The NFL has covered up domestic violence, head trauma and the possible connection between the two


By DAVE ZIRIN

Paul Oliver married his college sweetheart, Chelsea, whom he met when they were both top athletes at the University of Georgia. Chelsea’s game was volleyball, Paul’s football. They had two beautiful sons. On September 24, 2013, Paul, who had gone on to play safety for the San Diego Chargers, stood in front of his wife and children and said, “This is how miserable I am.” He then flashed a crooked smile and killed himself with a gunshot to the head. He was 29 years old.

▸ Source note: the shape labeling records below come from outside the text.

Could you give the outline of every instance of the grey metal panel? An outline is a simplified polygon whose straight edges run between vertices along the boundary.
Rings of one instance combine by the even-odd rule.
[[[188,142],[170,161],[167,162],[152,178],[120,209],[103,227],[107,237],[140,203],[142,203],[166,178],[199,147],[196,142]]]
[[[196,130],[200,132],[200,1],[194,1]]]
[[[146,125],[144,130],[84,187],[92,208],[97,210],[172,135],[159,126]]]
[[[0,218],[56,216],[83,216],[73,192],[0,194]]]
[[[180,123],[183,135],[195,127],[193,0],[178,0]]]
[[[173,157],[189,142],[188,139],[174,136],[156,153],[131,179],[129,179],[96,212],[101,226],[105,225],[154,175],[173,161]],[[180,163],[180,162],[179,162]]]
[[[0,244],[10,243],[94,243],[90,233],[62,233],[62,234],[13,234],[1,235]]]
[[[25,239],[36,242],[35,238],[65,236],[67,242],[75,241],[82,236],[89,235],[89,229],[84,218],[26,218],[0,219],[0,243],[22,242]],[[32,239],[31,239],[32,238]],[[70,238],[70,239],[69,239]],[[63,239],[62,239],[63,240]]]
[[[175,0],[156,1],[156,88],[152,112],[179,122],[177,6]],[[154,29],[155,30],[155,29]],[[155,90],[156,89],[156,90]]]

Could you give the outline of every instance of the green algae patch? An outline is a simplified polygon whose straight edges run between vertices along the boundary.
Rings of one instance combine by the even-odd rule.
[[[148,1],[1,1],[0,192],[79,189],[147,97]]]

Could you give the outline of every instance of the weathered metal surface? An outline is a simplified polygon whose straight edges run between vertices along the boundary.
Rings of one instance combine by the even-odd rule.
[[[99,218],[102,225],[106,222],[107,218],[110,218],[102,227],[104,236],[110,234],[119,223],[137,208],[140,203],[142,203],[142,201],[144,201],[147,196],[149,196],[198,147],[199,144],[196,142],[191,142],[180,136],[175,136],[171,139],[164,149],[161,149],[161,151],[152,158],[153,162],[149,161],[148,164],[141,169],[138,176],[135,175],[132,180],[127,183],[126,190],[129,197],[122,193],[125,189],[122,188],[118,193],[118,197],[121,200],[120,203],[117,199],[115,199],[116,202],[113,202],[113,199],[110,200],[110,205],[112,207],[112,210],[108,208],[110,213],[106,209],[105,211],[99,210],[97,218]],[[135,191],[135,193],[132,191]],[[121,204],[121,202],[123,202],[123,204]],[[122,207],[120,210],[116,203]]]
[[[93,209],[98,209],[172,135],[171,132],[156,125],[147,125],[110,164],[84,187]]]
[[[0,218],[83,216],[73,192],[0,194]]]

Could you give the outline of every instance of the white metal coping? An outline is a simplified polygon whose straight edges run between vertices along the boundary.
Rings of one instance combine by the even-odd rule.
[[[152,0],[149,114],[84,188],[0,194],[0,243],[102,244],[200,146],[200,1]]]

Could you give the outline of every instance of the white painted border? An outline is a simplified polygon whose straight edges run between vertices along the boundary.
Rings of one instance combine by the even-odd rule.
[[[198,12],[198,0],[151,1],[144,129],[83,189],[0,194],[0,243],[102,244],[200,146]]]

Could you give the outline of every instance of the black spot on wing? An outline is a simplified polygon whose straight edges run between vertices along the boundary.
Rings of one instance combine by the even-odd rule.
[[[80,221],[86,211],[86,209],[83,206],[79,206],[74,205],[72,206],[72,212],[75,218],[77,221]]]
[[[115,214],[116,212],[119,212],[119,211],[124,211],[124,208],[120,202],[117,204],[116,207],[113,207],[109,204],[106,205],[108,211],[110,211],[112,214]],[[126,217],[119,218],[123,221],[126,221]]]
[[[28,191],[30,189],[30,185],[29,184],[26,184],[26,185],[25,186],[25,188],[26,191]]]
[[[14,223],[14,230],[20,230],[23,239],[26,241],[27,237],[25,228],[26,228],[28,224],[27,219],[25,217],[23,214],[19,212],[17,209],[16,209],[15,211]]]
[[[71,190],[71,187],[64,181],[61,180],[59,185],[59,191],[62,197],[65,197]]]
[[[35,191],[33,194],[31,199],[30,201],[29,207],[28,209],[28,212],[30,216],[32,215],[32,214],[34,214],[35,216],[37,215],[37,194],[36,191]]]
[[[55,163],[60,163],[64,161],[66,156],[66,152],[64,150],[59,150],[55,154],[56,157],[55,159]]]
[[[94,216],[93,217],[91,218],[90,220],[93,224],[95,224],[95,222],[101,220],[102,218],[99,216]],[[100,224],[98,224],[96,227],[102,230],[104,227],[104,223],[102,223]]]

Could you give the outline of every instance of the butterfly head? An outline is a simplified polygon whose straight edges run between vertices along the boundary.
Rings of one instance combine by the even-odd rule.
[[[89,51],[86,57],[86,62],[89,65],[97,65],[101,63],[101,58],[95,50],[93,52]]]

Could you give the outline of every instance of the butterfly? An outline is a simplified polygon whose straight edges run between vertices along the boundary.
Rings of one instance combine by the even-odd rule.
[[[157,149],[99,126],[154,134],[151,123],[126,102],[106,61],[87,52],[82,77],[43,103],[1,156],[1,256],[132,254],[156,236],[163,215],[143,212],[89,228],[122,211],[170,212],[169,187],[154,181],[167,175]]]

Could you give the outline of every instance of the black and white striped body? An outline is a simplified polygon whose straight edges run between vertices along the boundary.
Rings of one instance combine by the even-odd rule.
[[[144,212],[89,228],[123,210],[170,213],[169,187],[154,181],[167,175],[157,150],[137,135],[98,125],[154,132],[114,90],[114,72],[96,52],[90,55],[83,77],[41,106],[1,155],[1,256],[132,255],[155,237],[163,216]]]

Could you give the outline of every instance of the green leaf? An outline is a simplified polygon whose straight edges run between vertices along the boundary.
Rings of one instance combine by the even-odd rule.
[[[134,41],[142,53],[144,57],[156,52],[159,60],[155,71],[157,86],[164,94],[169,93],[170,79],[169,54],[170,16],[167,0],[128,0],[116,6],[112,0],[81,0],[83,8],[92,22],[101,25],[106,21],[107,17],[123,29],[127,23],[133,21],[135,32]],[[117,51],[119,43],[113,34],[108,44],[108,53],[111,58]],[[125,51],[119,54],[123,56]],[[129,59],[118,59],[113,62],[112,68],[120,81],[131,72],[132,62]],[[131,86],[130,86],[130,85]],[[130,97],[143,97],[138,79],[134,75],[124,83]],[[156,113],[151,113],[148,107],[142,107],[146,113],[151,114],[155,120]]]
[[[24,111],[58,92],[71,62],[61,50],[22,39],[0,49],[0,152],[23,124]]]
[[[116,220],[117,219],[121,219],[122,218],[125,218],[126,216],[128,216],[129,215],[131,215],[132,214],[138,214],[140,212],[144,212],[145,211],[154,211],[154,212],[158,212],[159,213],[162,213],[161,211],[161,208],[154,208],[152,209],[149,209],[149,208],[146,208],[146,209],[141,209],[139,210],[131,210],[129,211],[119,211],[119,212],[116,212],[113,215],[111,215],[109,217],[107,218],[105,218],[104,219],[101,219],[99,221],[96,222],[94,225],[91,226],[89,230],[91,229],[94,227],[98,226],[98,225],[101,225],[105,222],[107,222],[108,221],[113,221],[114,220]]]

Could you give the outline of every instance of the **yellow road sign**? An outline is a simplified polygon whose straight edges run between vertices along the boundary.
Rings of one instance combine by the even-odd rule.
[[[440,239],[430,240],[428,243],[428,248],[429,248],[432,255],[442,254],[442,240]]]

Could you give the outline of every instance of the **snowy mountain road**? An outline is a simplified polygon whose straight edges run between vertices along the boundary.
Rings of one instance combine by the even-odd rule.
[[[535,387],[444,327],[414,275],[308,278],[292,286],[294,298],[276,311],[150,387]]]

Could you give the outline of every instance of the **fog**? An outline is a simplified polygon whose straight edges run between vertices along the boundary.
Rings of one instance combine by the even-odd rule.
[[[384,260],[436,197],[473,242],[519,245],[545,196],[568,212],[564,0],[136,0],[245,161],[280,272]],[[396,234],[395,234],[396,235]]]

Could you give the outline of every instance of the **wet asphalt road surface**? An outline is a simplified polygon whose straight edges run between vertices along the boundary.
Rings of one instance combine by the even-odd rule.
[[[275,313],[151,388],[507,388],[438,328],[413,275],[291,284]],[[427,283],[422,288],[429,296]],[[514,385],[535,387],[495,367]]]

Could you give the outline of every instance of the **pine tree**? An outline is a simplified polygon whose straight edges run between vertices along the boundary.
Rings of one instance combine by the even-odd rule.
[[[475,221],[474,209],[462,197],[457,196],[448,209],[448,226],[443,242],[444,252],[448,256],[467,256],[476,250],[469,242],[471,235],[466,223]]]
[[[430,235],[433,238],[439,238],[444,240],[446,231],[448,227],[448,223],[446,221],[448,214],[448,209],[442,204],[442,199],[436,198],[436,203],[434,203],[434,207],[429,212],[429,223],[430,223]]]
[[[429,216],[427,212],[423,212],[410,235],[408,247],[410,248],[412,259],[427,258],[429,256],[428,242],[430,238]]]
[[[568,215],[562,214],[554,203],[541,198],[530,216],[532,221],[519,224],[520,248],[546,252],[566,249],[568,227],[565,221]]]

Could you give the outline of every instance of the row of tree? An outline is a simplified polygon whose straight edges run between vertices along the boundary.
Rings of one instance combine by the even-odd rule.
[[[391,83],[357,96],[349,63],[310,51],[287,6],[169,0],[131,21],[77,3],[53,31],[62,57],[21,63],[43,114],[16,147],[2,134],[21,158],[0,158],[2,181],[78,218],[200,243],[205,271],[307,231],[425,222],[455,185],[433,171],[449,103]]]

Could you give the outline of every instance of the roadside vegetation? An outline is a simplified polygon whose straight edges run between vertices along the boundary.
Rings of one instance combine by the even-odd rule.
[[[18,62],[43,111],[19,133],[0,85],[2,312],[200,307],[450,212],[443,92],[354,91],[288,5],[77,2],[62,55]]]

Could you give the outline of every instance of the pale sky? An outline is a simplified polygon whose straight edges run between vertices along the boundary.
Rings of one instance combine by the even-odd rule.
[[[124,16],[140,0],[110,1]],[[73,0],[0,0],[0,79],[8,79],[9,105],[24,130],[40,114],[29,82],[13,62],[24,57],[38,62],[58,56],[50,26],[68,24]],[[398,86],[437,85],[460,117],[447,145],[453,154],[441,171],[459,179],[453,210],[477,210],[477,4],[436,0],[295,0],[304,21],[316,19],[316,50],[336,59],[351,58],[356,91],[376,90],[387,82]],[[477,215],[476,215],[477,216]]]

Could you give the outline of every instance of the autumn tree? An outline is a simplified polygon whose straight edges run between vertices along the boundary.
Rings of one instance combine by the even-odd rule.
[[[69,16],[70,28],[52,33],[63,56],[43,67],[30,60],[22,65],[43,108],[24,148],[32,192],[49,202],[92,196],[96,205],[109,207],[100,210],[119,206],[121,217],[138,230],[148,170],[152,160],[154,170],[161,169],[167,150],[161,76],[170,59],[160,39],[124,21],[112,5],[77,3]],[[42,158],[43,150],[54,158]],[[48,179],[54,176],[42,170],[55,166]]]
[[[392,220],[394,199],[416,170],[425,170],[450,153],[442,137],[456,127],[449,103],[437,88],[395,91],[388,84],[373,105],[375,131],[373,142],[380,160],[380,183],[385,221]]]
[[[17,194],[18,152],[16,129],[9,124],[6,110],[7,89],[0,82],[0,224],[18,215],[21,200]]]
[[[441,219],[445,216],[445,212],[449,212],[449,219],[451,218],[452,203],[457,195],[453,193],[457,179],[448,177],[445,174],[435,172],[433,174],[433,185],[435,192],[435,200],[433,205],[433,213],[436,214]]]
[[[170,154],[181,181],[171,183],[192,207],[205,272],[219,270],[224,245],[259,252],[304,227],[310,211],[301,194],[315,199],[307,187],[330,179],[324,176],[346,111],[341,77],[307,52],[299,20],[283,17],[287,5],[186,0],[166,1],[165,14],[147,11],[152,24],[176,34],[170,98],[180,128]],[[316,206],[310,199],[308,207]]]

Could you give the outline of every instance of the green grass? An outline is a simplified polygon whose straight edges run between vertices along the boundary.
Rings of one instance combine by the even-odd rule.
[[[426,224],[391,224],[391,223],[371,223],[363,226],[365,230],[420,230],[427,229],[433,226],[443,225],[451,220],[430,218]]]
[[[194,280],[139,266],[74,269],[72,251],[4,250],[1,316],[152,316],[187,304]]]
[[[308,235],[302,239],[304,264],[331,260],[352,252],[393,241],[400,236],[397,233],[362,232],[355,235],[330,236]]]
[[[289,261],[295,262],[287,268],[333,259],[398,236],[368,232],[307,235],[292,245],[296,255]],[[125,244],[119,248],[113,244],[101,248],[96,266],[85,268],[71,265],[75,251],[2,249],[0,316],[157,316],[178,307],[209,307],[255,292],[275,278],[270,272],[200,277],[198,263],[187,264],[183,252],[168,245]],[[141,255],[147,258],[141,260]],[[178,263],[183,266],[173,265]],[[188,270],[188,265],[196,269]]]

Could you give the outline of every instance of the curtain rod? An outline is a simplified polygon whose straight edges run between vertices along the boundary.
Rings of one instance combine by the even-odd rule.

In the months before his suicide, Paul, according to Chelsea, was a profoundly different person than the man she married. He complained of searing migraines. He would become forgetful. He felt frustrated and impatient over his inability to complete even the simplest tasks. And he started to be physically abusive. I met Chelsea Oliver a year after her husband’s death, and she described someone who had changed not just mentally but physically. As she said on the television program Real Sports on HBO, “After his last concussion I started to suspect that [his behavior was related to his football injuries]. I knew it wasn’t him, he’s never been [abusive].” She continued, “I was trying to protect my family from this monster that was not my husband.”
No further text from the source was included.